Nicholas Blomley, FRSC (BSc Bristol 1983, PhD Bristol 1986) is Professor of Geography at Simon Fraser University, Canada. He is a leading scholar in the interdisciplinary field of critical legal geography, with particular insights into the relationship between space, property and power. His central argument is that law and space are inextricably linked and deeply social and political in both their effect and constitution. In particular, he has focused on the critical geographic analysis of property, developing three main themes: the pluralism of property practices and beliefs, including the significance and prevalence of common property; property as a field of power, such as colonialism; and the performativity of property. From analyzing the use of hedges in 16th century rural England to exclude commoners, to modern day expectations of propriety facing urban homeowners, he promotes a fluid, entangled, and highly political analysis of property.
He is the author of several books and edited collections including Law, space, and the geographies of power (Guilford 1994); Unsettling the city: urban land and the politics of property (Routledge 2004); Rights of passage: sidewalks and the regulation of public flow (Routledge 2011); and Red Zones – The use of bail and sentencing conditions in the management of marginalized populations (Cambridge 2019, with Marie-Eve Sylvestre and Celine Bellot).

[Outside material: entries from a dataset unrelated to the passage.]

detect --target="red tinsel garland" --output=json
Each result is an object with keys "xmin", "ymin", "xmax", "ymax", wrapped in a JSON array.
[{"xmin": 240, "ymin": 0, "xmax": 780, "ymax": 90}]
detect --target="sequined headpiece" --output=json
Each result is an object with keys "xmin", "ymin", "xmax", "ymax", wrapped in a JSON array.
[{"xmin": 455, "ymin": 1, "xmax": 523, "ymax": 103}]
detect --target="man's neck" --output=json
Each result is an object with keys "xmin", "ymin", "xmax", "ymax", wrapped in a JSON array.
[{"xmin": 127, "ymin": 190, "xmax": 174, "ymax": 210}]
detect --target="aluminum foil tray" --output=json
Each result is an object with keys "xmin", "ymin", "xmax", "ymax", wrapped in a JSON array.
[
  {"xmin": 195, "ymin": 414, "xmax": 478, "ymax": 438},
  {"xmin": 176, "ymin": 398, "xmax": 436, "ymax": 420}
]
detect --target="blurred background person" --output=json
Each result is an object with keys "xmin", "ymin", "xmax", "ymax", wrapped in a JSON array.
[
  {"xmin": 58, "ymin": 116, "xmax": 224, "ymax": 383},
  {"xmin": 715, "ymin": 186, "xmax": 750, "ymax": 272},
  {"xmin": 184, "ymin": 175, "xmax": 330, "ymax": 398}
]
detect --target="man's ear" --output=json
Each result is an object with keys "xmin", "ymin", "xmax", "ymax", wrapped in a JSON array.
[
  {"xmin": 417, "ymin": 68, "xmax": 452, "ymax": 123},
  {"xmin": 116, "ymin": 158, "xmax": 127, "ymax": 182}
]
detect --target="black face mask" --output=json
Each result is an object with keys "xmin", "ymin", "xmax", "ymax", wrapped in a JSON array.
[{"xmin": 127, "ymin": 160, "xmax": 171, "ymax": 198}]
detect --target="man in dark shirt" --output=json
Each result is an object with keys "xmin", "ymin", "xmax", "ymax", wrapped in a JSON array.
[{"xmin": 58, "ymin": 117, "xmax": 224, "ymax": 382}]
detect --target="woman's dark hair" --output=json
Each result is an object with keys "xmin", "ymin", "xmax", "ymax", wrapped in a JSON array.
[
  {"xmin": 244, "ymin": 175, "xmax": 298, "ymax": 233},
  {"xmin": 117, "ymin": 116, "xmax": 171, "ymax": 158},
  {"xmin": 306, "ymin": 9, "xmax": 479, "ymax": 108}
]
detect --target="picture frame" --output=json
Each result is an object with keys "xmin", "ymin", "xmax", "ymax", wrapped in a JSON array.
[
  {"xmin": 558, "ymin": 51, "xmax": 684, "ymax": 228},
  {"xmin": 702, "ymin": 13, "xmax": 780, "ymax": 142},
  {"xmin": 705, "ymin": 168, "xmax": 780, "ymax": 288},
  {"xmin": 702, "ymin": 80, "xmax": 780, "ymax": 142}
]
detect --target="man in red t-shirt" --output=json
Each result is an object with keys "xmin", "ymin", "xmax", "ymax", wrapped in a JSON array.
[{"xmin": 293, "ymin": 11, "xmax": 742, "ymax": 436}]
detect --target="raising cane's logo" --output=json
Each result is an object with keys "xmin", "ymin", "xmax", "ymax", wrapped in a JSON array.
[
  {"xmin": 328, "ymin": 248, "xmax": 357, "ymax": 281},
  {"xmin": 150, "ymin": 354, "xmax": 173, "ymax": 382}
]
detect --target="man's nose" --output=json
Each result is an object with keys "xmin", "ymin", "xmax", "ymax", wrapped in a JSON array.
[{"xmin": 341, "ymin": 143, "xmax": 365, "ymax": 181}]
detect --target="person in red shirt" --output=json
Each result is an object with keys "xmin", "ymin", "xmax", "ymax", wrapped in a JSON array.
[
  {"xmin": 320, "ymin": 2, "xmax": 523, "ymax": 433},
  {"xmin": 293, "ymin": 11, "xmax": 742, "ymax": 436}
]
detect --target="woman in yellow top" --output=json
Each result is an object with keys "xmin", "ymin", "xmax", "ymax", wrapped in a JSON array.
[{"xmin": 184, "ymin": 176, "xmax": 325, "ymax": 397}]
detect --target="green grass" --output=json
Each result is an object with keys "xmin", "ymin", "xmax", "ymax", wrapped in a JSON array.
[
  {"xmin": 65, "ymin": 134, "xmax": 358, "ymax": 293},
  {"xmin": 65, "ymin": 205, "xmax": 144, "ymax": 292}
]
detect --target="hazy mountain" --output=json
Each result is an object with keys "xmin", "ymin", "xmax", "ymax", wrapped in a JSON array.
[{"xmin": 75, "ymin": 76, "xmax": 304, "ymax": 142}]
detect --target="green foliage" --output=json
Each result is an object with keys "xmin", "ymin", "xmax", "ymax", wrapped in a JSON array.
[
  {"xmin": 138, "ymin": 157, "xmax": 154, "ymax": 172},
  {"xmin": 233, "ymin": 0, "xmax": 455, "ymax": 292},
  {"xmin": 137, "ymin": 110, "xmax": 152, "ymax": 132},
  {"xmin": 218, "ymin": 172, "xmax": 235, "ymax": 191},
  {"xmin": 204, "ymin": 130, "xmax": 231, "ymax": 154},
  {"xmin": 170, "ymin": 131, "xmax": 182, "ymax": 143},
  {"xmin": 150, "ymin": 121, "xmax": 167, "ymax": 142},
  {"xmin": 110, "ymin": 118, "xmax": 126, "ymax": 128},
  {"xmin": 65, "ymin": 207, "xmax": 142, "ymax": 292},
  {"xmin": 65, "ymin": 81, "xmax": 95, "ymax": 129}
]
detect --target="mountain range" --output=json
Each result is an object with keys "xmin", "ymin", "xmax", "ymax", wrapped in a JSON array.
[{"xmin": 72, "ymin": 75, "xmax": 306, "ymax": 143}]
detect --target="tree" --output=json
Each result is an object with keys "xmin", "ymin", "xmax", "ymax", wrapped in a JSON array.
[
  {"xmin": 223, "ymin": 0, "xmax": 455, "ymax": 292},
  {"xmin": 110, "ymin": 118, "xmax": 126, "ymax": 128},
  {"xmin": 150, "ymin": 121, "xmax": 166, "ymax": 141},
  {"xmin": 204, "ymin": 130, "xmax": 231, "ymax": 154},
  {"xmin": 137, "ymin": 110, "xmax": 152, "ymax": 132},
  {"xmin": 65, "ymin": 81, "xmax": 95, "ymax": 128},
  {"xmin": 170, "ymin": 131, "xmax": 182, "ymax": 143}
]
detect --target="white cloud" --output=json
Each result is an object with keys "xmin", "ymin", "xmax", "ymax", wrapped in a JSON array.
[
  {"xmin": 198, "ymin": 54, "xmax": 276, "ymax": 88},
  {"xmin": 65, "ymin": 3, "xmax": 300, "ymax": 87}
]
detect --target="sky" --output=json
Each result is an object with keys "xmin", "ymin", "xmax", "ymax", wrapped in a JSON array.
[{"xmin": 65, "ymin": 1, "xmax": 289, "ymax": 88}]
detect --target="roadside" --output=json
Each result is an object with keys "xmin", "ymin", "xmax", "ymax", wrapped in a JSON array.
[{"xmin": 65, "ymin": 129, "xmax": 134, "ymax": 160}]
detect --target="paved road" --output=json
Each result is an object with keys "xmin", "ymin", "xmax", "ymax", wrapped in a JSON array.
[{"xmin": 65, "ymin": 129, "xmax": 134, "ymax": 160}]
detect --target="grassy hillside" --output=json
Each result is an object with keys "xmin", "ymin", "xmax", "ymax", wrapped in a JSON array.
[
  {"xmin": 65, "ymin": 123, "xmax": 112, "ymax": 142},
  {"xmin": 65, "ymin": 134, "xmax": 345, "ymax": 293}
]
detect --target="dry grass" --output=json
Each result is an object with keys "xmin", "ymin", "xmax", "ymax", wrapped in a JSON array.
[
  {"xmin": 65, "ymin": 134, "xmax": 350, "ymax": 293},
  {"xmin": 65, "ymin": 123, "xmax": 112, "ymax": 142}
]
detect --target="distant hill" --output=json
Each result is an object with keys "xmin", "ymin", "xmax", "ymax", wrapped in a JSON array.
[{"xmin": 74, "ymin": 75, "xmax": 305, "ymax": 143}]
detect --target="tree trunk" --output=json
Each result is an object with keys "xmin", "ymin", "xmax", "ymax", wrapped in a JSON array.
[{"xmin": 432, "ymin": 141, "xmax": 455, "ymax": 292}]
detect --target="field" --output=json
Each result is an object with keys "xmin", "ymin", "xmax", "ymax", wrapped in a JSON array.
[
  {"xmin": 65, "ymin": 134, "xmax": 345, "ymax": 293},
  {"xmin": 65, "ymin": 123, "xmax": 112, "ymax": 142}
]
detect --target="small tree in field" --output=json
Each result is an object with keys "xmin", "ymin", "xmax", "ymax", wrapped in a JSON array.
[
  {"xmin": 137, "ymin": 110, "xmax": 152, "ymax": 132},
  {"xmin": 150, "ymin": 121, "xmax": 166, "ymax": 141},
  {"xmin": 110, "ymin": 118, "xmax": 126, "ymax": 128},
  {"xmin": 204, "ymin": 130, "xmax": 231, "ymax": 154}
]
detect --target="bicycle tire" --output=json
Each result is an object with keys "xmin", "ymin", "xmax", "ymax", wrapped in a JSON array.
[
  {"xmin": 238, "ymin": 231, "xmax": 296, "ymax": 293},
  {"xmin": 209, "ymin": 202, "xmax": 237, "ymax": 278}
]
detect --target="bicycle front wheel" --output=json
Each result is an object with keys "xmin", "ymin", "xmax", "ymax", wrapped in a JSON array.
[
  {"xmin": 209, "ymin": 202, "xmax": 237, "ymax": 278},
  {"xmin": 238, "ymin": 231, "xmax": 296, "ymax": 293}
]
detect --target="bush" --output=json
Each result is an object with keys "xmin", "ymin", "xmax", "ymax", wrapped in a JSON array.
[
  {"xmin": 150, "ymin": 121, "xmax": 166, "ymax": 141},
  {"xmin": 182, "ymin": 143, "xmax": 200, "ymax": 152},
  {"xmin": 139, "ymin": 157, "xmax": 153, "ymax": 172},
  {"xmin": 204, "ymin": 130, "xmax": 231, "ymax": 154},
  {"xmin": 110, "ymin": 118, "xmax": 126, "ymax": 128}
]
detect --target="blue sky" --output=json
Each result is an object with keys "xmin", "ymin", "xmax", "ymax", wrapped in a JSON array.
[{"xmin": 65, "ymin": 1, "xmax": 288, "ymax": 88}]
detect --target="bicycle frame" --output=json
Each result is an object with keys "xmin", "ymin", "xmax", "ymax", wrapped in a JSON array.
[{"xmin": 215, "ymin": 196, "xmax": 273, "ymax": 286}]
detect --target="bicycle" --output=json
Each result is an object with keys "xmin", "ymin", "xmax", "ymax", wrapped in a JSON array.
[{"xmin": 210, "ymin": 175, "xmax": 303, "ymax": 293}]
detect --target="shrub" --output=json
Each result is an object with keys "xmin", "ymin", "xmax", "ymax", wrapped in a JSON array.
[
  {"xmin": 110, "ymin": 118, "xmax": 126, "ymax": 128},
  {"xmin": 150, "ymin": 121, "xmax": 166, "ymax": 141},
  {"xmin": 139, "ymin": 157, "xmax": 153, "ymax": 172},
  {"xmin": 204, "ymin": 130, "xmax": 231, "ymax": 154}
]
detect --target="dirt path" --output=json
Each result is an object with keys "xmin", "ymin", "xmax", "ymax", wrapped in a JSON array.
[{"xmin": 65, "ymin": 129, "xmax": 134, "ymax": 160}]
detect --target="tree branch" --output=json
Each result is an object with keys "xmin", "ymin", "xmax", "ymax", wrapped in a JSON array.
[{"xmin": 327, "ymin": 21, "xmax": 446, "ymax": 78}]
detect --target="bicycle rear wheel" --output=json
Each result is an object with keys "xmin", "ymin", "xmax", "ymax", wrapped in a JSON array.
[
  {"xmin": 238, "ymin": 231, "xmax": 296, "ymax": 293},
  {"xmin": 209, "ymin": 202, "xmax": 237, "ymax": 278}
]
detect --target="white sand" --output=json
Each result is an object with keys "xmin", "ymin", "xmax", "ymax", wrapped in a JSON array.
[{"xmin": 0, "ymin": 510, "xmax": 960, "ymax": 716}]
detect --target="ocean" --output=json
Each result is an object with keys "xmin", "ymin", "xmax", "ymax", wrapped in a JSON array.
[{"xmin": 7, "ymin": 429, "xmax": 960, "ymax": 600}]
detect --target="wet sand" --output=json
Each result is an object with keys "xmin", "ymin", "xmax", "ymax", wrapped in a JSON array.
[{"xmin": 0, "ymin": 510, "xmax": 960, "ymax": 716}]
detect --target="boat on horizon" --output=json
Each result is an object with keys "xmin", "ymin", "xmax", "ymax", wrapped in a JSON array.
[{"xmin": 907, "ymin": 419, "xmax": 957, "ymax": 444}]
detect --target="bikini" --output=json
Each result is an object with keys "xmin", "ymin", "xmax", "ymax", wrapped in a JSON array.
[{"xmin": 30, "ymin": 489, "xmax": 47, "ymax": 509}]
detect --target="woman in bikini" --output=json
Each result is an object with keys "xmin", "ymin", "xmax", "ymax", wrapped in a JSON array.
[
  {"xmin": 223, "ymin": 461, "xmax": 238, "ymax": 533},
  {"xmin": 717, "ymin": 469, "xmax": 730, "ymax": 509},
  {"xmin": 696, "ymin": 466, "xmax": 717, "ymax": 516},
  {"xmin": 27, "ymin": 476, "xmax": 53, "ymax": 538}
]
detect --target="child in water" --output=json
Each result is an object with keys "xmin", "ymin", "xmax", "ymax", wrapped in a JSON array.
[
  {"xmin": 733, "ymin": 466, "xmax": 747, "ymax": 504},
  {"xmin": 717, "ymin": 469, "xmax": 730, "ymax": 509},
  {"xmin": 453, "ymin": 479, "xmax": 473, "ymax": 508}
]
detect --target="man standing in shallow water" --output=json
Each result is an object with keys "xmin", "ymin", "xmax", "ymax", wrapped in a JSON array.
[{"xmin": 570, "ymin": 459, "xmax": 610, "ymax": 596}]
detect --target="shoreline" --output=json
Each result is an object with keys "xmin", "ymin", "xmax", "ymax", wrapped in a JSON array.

He has received a number of awards and Fellowships. In 2017 he was elected a Fellow of the Royal Society of Canada. In 2019, he received the Award of Excellence from the Association of Law, Property and Society. He was a Distinguished Visiting Fellow at the University of Cambridge in 2014, and a Visiting Fellow at the University of Kent Law School in 2019. In 2012, his book Rights of Passage received the Hart/Socio Legal Studies Association Book Award. He has an H-index of 42, and an i-10 index of 79 (Google Scholar).
He has a strong community engagement focus in his work. Much of his work is collaborative in nature (for example, he is currently engaged in community based research with a group of houseless people as part of a new 4 year funded project on the governance of precariously housed people’s possessions). He is currently Co-Investigator in a participatory action research project involving low-income hotel residents in Vancouver’s Downtown Eastside. He has also mobilized his research in judicial cases (e.g. as expert witness in a British Columbia Supreme Court case relating to the regulation of homeless people; and legal advocacy relating to Canadian bail and probation law).
While at Durham, he will contribute to Professor Chris Gerrard’s and Dr Henry Jones’ major IAS research project entitled ‘Negotiating Landscapes of Rights’, with a particular focus on the geographic dimensions of commoning. He also plans to engage with scholars interested in the geographies of law, and also aims to work on a book manuscript on the critical geographies of property.